The wholesale price index (WPI), the country's main inflation indicator, climbed an annual 6.16 per cent last month, its slowest pace since July 2013. Wholesale prices had increased 7.52 per cent on year in November - their fastest clip in 14 months.
Wednesday's WPI data follows an easing in consumer inflation that slowed to a three-month low of 9.87 per cent last month.
The latest inflation numbers are expected to give the Reserve Bank of India (RBI) some leeway to keep interest rates on hold at its upcoming policy meeting on Jan. 28.
The benchmark 10-year bond yield fell 5 basis points to 8.63 per cent from levels before the data. The benchmark 5-year swap rate and the 1-year rate each fell 4 basis points, dealers said.
After raising interest rates twice since September, the RBI left rates steady last month, ignoring high inflation readings as it feared aggressive rate hikes could be damaging for a weak economy. A surprise contraction in industrial production in November by -2.7% and PMI clung precariously in the expansionary zone at 50.7 after falling from 51.3 in November.

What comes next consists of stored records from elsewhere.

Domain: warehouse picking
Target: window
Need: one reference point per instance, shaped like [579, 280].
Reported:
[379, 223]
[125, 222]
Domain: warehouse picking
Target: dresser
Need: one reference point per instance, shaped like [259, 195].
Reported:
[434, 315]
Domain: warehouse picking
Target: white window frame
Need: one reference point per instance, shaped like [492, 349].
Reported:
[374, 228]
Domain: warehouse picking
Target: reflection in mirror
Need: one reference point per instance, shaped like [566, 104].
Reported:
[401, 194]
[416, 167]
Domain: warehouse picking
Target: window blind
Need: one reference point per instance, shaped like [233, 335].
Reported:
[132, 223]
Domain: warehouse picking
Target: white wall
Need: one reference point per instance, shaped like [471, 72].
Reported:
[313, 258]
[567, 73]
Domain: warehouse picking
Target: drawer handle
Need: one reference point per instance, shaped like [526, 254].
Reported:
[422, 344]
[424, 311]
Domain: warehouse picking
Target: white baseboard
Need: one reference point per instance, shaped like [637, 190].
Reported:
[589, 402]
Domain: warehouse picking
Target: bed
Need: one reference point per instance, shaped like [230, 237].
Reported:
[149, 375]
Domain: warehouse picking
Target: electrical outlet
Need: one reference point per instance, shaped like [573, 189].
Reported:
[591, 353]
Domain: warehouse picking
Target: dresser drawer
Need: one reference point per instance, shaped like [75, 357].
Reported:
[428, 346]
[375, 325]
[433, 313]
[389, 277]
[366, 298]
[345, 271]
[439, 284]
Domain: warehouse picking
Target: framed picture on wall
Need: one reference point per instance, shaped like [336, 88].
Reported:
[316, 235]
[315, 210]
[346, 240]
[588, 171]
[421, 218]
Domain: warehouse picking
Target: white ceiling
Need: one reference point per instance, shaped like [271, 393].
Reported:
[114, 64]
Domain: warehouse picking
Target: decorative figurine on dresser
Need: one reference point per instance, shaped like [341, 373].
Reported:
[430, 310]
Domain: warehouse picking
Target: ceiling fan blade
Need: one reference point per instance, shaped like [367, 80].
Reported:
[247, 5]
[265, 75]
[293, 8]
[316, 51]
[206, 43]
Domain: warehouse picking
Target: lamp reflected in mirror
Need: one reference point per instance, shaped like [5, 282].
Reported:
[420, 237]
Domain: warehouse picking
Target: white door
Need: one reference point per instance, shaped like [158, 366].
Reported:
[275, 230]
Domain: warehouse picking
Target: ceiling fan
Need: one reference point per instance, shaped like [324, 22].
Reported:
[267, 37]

In the backdrop encouraging drop in WPI inflation RBI might just tweak the lending rate in January 28th review meeting perking the economic growth and consumption in the twilight 2013-14.
Likewise waves of economic events are in offing in US after The Federal Reserve holds its next policy meeting on Jan. 28-29. Even though at Fed's December 17-18 meeting, the central bank announced its plan to reduce monthly asset purchases by USD 10 billion to USD 75 billion, came as an encouragement for the market backed by improved economic indicators experts believe that Fed would go slow on tapering since a much needs to be done before turnaround is accomplished.
US retail sales edged up in December with a core spending gauge posting a big jump, a sign the economy gathered steam at the end of last year and was poised for stronger growth in 2014. Unemployment rates in US are expected to remain at a five year low of 7.0 per cent.
However a major concern of slow inflation continues to bother economists who had targeted 2% towards the end of stimulus. Low inflation signifies that a lot still remains to be done before economic growth picks up and stays yielding better demand and sales.
One of main focus of new Fed Chairman Janet Yellen would be to trigger growth and inflation of at least 2% before the bond buy back scheme will be called off. EU economy has been delving in low inflation zone indicating much needs to be done before the lending rates can be increased.
As a result of these liquidity enhancing measures the market is expected to not only remain fluid but also pick up on demand and activity as economic activity picks up in full swing after the receding winter. Chinese spring festival in 1st week of February is likely to kindle buying towards the end of January as prologue to hiked construction activity after the holiday.